During invasion, Plasmodium parasites invaginate the host membrane and form a vacuolar niche called the Parasitophorous Vacuole (PV) which becomes the main interphase of host-pathogen interactions. Solute permeation across the PV membrane is mediated by a nutrient-permeable channel formed by a pore-forming protein called EXP2. In malaria parasites, EXP2 has been additionally functionalized for protein export by the AAA+ chaperone HSP101 and flange-like adaptor PTEX150 to form the Plasmodium Translocon of EXported proteins (PTEX). Recent work in our lab suggested that EXP2 traffics to the PV in a soluble state to avoid premature membrane insertion during vesicular trafficking. Therefore, my lab seeks to understand the mechanism used to insert EXP2 into the PV membrane in order to carry out PV transport functions. 

While nutrient exchange and protein export is mediated by EXP2/PTEX, recent work has shown that other proteins in the PV are involved in this process as well.

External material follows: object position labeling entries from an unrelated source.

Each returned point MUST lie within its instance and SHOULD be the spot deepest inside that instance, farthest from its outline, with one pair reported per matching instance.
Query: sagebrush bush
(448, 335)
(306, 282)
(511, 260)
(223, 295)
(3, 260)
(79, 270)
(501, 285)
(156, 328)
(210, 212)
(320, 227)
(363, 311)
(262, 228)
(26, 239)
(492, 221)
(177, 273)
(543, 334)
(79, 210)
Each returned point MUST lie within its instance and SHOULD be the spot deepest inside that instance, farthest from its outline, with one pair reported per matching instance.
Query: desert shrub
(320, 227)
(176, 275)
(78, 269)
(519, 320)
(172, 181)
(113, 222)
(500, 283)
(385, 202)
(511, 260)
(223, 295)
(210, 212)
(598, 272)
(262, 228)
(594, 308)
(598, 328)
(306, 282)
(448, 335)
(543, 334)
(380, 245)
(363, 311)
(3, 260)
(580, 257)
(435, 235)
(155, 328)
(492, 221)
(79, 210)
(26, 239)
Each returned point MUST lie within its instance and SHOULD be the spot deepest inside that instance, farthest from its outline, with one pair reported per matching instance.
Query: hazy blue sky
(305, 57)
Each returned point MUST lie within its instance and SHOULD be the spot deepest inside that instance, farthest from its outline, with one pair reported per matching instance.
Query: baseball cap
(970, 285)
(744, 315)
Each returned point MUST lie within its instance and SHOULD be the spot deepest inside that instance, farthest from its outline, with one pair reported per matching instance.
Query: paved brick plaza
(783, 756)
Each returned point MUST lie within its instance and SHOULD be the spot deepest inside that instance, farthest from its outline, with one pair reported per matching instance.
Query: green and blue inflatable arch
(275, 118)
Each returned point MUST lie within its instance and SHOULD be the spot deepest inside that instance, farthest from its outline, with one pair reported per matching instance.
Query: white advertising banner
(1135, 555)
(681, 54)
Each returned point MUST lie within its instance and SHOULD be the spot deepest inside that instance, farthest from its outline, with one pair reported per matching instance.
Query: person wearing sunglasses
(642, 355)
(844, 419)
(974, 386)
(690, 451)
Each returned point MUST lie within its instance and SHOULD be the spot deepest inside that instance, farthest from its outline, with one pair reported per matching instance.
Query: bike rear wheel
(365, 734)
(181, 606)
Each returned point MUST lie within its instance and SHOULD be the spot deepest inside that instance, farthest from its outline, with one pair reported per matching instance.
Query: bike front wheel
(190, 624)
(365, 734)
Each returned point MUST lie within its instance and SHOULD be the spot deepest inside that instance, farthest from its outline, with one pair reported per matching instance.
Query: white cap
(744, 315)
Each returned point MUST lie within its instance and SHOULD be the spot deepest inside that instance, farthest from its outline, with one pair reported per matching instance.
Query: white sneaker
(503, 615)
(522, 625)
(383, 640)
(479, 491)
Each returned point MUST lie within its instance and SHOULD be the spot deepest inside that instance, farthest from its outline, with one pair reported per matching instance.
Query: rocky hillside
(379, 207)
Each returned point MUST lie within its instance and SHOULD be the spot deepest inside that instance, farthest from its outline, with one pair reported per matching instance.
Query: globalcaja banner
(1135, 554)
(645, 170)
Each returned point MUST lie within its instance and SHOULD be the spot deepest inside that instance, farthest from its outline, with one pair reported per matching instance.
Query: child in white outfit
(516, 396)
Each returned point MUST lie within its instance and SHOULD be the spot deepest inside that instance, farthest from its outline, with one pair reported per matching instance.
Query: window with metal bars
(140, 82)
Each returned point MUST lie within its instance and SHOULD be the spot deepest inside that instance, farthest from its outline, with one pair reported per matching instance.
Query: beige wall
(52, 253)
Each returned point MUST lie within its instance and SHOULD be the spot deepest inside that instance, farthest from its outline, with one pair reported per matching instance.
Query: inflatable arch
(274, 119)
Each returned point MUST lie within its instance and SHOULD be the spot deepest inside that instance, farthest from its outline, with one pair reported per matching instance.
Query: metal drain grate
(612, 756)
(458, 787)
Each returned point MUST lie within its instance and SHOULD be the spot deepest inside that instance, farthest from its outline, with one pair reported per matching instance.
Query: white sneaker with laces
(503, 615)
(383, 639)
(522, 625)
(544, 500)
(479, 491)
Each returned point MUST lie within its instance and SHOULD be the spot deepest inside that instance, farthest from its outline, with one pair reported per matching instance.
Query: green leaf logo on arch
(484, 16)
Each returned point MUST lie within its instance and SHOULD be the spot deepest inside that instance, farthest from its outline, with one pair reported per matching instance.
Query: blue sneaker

One of these proteins is the rhoptry bulb protein RON3 which is secreted to the PV during invasion. Recent work has shown that interference with RON3 function leads to a block in nutrient exchange and protein export and our lab is interested in investigating the role of RON3 in these processes.

~10% of the genome is estimated to be exported to the RBC for host-cell subversion, however, only a fraction of these exported proteins have been validated to be exported. Moreover, our work has shown the presence of bona fide PEXEL motifs in non-exported proteins, hampering the predictive power of bioinformatic analyses in identifying PEXEL-containing exported proteins. We are interested in using the power of proximity labeling to identify the Plasmodium exportome using quantitative mass spectrometry.